On January 1, 2014, two new laws will take effect that will expand the eligibility of Oregon’s DUII diversion program as well as change the rules regarding the ignition interlock requirement to allow for exceptions based on a medical condition or driving an employer-owned vehicle.
First, HB 2116 amends Oregon’s law that requires DUII diversion participants to install an ignition interlock device in their vehicle during the period of diversion. Currently, a person who enrolls in the diversion program, but only drives his employer’s vehicle for work, is required to install the ignition interlock device in the employer’s vehicle in order to drive legally. Not only has this law caused numerous people to lose their jobs in order to participate in the diversion program, but it is further aggravating that those convicted of DUII are also required to install an ignition interlock device, but currently permitted to use the “employer vehicle” exception to the IID requirement. HB 2116 was introduced and signed into law to correct this oversight, and starting in 2014, DUII diversion participants will not be required to install the ignition interlock device if they have a qualifying medical condition or if they drive an employer-owned vehicle for work.

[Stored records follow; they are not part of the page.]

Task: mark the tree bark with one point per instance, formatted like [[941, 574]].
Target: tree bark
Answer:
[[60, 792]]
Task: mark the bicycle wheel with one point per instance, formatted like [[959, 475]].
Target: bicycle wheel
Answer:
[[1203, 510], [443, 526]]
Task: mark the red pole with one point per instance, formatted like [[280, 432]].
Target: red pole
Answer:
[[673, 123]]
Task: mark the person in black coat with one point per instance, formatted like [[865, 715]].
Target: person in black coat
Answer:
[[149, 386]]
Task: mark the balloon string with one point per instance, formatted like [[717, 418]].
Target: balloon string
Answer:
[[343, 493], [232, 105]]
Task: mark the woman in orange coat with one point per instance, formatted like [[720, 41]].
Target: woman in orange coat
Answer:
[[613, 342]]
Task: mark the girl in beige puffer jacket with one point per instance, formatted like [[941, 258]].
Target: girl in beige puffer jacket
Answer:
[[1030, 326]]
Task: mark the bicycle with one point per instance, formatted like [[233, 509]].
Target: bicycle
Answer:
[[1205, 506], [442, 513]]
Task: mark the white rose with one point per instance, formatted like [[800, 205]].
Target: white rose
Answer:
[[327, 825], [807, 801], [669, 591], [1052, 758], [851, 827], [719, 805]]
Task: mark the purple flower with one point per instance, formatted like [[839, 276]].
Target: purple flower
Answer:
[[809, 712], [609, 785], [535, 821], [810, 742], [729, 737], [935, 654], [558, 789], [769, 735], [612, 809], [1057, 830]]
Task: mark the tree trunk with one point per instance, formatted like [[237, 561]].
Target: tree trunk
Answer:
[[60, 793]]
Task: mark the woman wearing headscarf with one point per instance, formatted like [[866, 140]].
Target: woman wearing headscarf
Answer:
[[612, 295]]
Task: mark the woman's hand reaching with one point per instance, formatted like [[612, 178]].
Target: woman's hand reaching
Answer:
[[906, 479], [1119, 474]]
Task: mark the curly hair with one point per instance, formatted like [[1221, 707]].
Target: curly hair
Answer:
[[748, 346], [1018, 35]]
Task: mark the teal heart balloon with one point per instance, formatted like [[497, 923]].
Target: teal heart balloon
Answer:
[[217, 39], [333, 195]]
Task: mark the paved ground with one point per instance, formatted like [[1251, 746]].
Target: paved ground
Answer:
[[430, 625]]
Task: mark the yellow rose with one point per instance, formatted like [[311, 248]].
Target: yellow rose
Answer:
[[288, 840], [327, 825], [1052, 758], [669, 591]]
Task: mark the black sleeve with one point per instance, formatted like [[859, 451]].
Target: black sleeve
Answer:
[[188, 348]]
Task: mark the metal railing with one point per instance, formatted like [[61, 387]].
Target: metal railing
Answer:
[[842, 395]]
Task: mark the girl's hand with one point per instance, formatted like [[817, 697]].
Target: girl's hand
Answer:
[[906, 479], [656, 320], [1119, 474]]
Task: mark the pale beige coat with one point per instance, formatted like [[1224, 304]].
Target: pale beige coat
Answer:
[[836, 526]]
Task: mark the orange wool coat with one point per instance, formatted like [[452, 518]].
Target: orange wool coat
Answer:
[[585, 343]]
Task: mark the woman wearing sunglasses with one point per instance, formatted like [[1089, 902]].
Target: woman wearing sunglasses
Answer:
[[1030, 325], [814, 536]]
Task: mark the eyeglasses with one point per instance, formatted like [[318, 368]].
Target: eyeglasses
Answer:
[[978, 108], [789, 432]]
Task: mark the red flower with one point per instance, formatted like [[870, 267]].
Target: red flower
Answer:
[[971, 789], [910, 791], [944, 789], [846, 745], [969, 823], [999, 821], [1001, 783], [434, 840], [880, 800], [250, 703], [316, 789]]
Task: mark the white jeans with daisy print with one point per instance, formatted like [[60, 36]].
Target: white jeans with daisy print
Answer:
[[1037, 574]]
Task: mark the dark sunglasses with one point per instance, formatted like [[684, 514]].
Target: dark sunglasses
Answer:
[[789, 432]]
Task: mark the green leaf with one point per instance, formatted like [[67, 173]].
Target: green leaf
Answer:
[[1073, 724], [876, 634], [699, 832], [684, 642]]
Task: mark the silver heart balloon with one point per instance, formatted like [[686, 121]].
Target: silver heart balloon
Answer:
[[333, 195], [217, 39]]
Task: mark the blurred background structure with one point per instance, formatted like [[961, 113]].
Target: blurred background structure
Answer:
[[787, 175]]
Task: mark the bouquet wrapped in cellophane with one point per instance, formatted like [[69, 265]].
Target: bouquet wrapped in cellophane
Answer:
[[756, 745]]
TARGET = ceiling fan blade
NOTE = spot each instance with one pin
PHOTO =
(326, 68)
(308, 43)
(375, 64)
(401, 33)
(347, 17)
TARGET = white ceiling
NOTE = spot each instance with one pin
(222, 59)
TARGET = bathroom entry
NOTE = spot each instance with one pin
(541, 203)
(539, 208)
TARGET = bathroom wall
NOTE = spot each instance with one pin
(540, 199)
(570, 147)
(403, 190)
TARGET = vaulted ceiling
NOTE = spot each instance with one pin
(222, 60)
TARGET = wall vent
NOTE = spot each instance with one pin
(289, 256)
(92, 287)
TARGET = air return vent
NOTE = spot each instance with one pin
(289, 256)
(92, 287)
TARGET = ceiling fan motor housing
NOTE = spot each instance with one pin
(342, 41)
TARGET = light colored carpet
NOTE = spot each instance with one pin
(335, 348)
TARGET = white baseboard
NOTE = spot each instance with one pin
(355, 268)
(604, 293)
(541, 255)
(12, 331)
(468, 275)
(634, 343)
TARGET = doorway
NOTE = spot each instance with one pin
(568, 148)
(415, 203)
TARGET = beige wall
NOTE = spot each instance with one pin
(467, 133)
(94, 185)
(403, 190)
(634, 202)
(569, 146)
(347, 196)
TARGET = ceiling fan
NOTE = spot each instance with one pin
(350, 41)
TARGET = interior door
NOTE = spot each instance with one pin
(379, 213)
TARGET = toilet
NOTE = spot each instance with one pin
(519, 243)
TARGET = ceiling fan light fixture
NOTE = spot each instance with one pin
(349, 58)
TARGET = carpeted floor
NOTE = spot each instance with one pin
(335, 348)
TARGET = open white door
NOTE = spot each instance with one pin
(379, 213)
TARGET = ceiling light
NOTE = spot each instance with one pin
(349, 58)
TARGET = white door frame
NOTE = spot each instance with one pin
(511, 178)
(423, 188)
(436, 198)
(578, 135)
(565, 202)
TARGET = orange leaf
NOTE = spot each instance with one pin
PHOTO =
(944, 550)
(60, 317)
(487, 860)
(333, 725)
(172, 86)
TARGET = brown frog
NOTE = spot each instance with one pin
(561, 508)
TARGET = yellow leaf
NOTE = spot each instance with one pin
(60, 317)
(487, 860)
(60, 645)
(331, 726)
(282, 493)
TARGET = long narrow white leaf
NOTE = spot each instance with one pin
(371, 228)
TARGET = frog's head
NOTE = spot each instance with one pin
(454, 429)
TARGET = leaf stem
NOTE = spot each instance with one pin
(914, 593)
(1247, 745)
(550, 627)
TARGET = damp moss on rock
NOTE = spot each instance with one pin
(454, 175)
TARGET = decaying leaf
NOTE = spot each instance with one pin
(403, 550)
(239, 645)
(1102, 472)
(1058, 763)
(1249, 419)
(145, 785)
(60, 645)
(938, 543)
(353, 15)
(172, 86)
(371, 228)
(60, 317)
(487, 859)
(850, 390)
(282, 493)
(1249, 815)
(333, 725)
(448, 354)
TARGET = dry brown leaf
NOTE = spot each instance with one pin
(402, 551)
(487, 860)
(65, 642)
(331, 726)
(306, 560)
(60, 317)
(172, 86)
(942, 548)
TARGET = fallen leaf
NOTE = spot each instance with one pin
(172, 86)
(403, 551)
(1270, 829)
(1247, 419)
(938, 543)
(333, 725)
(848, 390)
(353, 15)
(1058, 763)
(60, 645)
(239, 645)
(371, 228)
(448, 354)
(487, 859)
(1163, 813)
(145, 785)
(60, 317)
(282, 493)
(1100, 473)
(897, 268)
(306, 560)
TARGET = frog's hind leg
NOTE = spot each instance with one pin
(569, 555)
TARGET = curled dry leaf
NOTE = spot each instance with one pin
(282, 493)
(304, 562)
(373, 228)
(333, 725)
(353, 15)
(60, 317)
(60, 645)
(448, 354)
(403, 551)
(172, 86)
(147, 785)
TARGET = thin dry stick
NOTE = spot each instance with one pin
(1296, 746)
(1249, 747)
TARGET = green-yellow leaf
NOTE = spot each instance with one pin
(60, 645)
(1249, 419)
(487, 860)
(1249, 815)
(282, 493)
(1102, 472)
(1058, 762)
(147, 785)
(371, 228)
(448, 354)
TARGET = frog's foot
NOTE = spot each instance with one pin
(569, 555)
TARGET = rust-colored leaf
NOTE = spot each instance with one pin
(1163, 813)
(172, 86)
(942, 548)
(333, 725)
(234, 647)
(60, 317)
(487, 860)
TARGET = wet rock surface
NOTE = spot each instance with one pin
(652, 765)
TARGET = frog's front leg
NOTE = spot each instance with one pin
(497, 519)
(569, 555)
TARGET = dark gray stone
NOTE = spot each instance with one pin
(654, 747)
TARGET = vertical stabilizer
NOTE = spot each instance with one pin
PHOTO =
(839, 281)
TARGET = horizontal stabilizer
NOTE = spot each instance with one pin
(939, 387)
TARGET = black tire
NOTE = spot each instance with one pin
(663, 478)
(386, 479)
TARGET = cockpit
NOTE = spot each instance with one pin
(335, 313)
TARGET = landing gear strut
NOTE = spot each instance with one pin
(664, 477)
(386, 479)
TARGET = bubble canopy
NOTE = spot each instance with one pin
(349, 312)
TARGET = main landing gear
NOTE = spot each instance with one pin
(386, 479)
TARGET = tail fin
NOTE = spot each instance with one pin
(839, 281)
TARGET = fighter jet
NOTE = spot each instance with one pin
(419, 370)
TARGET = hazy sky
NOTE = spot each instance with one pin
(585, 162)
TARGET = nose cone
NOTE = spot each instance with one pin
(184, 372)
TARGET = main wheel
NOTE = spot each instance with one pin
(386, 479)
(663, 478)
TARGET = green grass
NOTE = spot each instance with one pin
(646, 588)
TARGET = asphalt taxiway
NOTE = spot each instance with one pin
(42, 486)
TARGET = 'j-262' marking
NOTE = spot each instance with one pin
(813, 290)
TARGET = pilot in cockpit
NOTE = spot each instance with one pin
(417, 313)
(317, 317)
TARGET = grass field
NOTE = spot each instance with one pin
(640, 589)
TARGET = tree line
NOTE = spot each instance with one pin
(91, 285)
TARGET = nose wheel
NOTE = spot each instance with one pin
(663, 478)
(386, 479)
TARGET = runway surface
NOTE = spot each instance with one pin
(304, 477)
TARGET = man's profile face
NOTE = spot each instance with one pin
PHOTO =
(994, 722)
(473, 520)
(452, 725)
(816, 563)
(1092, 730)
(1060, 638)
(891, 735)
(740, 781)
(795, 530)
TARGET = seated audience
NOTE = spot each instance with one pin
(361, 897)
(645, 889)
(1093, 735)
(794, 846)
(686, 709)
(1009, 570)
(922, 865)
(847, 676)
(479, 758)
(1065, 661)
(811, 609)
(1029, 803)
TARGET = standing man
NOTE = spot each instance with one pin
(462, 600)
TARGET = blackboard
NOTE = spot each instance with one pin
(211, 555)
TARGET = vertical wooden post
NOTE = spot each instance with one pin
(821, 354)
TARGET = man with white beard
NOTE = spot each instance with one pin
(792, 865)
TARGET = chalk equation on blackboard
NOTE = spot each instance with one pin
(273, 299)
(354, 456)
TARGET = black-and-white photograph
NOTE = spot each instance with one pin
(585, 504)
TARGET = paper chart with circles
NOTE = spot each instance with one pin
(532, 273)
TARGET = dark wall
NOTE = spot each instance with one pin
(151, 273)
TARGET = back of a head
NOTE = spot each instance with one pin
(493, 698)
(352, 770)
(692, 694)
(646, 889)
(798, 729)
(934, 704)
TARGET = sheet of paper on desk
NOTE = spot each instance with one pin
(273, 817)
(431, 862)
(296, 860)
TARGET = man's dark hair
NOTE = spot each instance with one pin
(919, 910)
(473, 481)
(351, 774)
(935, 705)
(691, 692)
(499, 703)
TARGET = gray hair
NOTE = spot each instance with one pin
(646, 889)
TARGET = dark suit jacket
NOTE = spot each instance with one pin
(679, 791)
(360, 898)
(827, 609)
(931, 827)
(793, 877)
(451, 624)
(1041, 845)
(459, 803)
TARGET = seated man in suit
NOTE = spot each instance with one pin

Additionally, HB 2773 expands the eligibility of the DUII diversion program by permitting enrollment of people who have previously completed a treatment program for either a charge of minor in possession of alcohol or possession of less than one ounce of marijuana. Currently, a person who has completed treatment for either an MIP or possession of marijuana would be excluded from the DUII diversion program if they were later charged with DUII. Realizing that this law was negatively effecting people – especially high school and college-aged kids – in Oregon, the legislature was persuaded to change the law to expand the DUII diversion program’s eligibility requirements. As a result, starting in 2014, a person who has completed a treatment program for MIP or possession will still be permitted to enroll in the DUII diversion program if charged with a DUII and otherwise eligible.
As an attorney that has navigated the DUII diversion program with numerous clients, I know that many future clients will welcome these changes. I have had clients that have lost their job because they could no longer drive their employer’s vehicle because they would have been required to install an ignition interlock device in the vehicle. I have had clients that were not eligible for the DUII diversion program as adults based solely on the fact that they completed a diversion program for an MIP charge as a minor. Starting in 2014, Oregon’s DUII diversion program gets a bit smarter and more reasonable, and I look forward to helping new clients take advantage of these changes.